Bei der Strafbemessung wertete das Erstgericht als erschwerend keinen Umstand, als mildernd hingegen das Geständnis, die bisherige Unbescholtenheit sowie den Umstand, daß die Tat schon längere Zeit zurückliegt und sich der Angeklagte seither wohlverhalten hat. Den Strafausspruch bekämpft der Angeklagte Franz A mit Berufung, und zwar hat er nach Urteilsverkündung und Rechtsmittelbelehrung noch in der Hauptverhandlung durch seinen Verteidiger nur Berufung wegen Nichtanwendung des § 43 StGB angemeldet (S 84 dA), in der Rechtsmittelausführung (S 108 dA) sodann auch Berufung wegen der Anzahl der Tagessätze ausgeführt und die Herabsetzung der Strafe auf ein schuldangemessenes Maß beantragt, und schließlich im Gerichtstag Berufung auch in Ansehung der Höhe des Tagessatzes ausgeführt. Soweit die Berufung gegen die Anzahl der Tagessätze und gegen die Höhe des Tagessatzes gerichtet ist, war sie zurückzuweisen. Auszugehen ist davon, daß der Angeklagte (durch seinen Verteidiger) nach der Urteilsverkündung Berufung ausdrücklich nur wegen Nichtanwendung der bedingten Strafnachsicht angemeldet hat. Nun kann zwar seit der Strafprozeßnovelle 1962 (BGBl 229) auch im schöffengerichtlichen Verfahren der Berufungswerber seine Beschwerdepunkte über die in der Berufung angemeldeten hinaus in der Berufungsausführung erweitern, dies jedoch nur, sofern er nicht schon bei der Anmeldung ausdrücklich oder stillschweigend auf die Geltendmachung weiterer Berufungspunkte verzichtet hat (SSt 43/9). Ein solcher stillschweigender Verzicht ist aber vorliegend anzunehmen, zumal die Berufungsanmeldung, die lediglich auf die Bekämpfung der Nichtanwendung des § 43 StGB gerichtet war, nicht etwa vom rechtsunkundigen Angeklagten selbst, sondern vom Verteidiger dieses Angeklagten erfolgte, womit davon auszugehen ist, daß sich dieser der rechtlichen Tragweite einer Beschränkung der Berufungsanmeldung auf einen bestimmten Beschwerdepunkt bewußt war und eine solche Beschränkung auch tatsächlich wollte. Abgesehen davon ist eine Erweiterung der Berufung auf einen neuen Berufungspunkt erst im Gerichtstag in jedem Fall verspätet. Was hingegen die Berufung wegen Nichtanwendung des § 43 StGB betrifft, so kommt ihr Berechtigung zu.

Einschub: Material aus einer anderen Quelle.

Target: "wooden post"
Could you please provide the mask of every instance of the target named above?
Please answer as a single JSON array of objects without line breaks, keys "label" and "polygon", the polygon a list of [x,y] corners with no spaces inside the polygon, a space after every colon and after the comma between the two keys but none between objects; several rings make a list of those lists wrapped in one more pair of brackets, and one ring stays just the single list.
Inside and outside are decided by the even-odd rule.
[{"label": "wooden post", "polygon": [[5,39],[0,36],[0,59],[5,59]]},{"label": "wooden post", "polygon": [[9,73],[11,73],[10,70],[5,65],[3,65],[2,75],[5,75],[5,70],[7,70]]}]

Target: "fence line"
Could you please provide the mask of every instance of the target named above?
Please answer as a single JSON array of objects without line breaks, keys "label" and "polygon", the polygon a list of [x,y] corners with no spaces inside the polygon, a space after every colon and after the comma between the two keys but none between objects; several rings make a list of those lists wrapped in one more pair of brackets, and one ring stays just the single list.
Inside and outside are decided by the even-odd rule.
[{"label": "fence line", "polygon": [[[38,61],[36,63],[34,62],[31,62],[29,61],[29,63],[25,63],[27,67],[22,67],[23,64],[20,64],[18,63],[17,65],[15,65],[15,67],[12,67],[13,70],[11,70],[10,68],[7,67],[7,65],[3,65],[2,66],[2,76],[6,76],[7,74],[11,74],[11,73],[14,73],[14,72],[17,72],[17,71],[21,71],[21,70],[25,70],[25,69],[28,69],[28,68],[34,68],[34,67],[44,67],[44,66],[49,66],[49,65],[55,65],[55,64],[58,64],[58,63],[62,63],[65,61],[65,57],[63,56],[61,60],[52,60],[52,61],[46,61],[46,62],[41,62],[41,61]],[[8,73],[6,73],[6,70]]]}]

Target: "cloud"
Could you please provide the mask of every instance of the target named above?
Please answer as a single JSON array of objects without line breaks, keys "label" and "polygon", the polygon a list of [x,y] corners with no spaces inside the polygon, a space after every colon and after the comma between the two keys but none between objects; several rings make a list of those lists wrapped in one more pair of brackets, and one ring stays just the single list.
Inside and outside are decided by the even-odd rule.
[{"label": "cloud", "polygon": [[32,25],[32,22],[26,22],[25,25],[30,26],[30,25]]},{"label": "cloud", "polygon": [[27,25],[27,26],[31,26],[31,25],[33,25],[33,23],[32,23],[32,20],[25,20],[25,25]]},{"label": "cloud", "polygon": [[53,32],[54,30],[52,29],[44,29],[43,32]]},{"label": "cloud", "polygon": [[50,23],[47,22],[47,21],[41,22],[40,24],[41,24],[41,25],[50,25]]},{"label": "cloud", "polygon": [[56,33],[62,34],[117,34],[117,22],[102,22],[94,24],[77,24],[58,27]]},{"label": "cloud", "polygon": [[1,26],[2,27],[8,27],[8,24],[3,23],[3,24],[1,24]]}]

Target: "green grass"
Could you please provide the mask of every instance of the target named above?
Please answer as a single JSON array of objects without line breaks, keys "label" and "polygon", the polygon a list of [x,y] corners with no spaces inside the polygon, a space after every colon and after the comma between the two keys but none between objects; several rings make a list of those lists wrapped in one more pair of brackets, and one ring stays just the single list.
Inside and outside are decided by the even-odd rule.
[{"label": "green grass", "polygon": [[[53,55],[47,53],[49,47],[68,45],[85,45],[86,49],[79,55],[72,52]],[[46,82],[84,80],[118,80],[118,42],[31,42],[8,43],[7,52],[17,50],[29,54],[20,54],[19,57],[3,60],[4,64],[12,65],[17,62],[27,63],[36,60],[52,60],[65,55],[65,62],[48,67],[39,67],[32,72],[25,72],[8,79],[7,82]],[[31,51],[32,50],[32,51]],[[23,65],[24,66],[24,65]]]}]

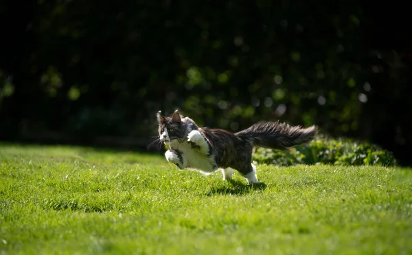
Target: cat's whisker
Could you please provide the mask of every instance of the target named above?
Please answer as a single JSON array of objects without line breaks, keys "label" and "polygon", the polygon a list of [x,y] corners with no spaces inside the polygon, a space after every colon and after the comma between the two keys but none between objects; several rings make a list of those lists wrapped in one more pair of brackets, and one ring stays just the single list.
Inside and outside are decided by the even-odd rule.
[{"label": "cat's whisker", "polygon": [[151,142],[150,143],[149,143],[148,145],[146,145],[146,147],[148,149],[150,149],[152,147],[158,147],[158,145],[161,145],[161,141],[159,138],[159,137],[157,136],[154,136],[157,138],[156,140],[153,141],[152,142]]}]

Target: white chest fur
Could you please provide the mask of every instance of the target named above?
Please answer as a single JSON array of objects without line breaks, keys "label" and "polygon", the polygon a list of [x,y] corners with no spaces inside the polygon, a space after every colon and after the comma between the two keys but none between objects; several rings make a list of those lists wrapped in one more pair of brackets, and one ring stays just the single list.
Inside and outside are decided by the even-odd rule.
[{"label": "white chest fur", "polygon": [[188,142],[172,141],[170,147],[181,151],[184,165],[187,168],[193,168],[204,173],[211,173],[217,170],[213,158],[202,154],[198,148],[192,148]]}]

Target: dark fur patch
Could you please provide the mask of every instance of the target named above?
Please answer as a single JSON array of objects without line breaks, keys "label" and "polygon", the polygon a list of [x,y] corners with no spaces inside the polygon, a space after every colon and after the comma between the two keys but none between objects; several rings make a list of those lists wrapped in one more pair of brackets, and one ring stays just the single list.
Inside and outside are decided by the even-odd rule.
[{"label": "dark fur patch", "polygon": [[[174,114],[176,114],[175,112]],[[198,130],[205,137],[209,147],[209,156],[213,157],[216,168],[231,167],[245,175],[253,171],[251,166],[252,150],[254,147],[287,149],[290,147],[305,143],[312,140],[317,134],[315,126],[303,128],[290,126],[278,122],[263,122],[236,134],[221,129],[200,128],[188,117],[179,118],[160,117],[158,114],[159,134],[165,127],[170,139],[177,138],[187,142],[187,135],[192,130]],[[198,146],[191,143],[194,149]],[[181,151],[176,151],[181,162]]]}]

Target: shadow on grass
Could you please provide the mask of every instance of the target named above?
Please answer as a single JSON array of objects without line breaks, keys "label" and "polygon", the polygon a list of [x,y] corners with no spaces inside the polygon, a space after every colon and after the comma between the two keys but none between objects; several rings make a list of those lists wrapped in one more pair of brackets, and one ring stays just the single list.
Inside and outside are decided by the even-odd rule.
[{"label": "shadow on grass", "polygon": [[247,194],[253,191],[264,191],[266,188],[266,184],[263,182],[255,184],[247,184],[238,180],[231,180],[229,182],[230,184],[226,186],[212,187],[207,193],[207,196],[215,195],[242,195]]}]

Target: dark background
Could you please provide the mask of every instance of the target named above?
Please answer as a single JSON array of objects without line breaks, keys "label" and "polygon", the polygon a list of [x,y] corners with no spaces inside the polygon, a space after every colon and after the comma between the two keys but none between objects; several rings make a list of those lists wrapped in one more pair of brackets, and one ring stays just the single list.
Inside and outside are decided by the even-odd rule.
[{"label": "dark background", "polygon": [[0,3],[0,139],[145,149],[156,112],[319,125],[412,165],[406,3]]}]

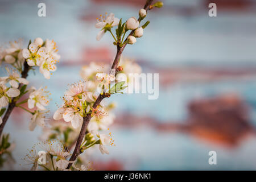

Die Gewährung bedingter Strafnachsicht ist nicht auf bestimmte Delikte beschränkt; daher steht der Umstand, daß es sich um ein Delikt gegen die Rechtspflege handelt, der Gewährung einer solchen Nachsicht keineswegs generell entgegen.

Es ist vielmehr jeweils im konkreten Einzelfall zu prüfen, ob die Voraussetzungen des § 43 Abs 1 StGB gegeben sind. Dies ist vorliegend zu bejahen, zumal es in diesem Zusammenhang auch grundsätzlich keinen Unterschied macht, ob eine Freiheitsstrafe oder eine Geldstrafe verhängt wurde. Im letzteren Fall kommt die Gewährung der bedingten Strafnachsicht nur dann nicht in Betracht, wenn die spezialpräventiv erforderliche Effektivität der Strafe nur durch deren tatsächlichen Vollzug erzielt werden kann. Ein solches spezialpräventives Erfordernis besteht aber im gegebenen Fall nicht. Der Berufungswerber ist bisher in keiner Weise nachteilig in Erscheinung getreten, er hat das Unrecht seines Verhaltens eingesehen und er hat seinen Tatbeitrag deshalb gesetzt, um seinem Sohn zu helfen. Das ändert zwar nichts an der Strafbarkeit seines Verhaltens, läßt aber die Annahme zu, daß es sich um eine einmalige Verfehlung handelt, womit zur Erreichung des Strafzwecks bei diesem Angeklagten der sofortige Vollzug der Strafe nicht geboten erscheint. Aber auch generalpräventive Erwägungen sprechen im vorliegenden Fall nicht gegen eine bedingte Strafnachsicht. Es war daher insoweit der Berufung Folge zu geben und spruchgemäß zu erkennen.

Die Kostenentscheidung gründet sich auf die bezogene Gesetzesstelle.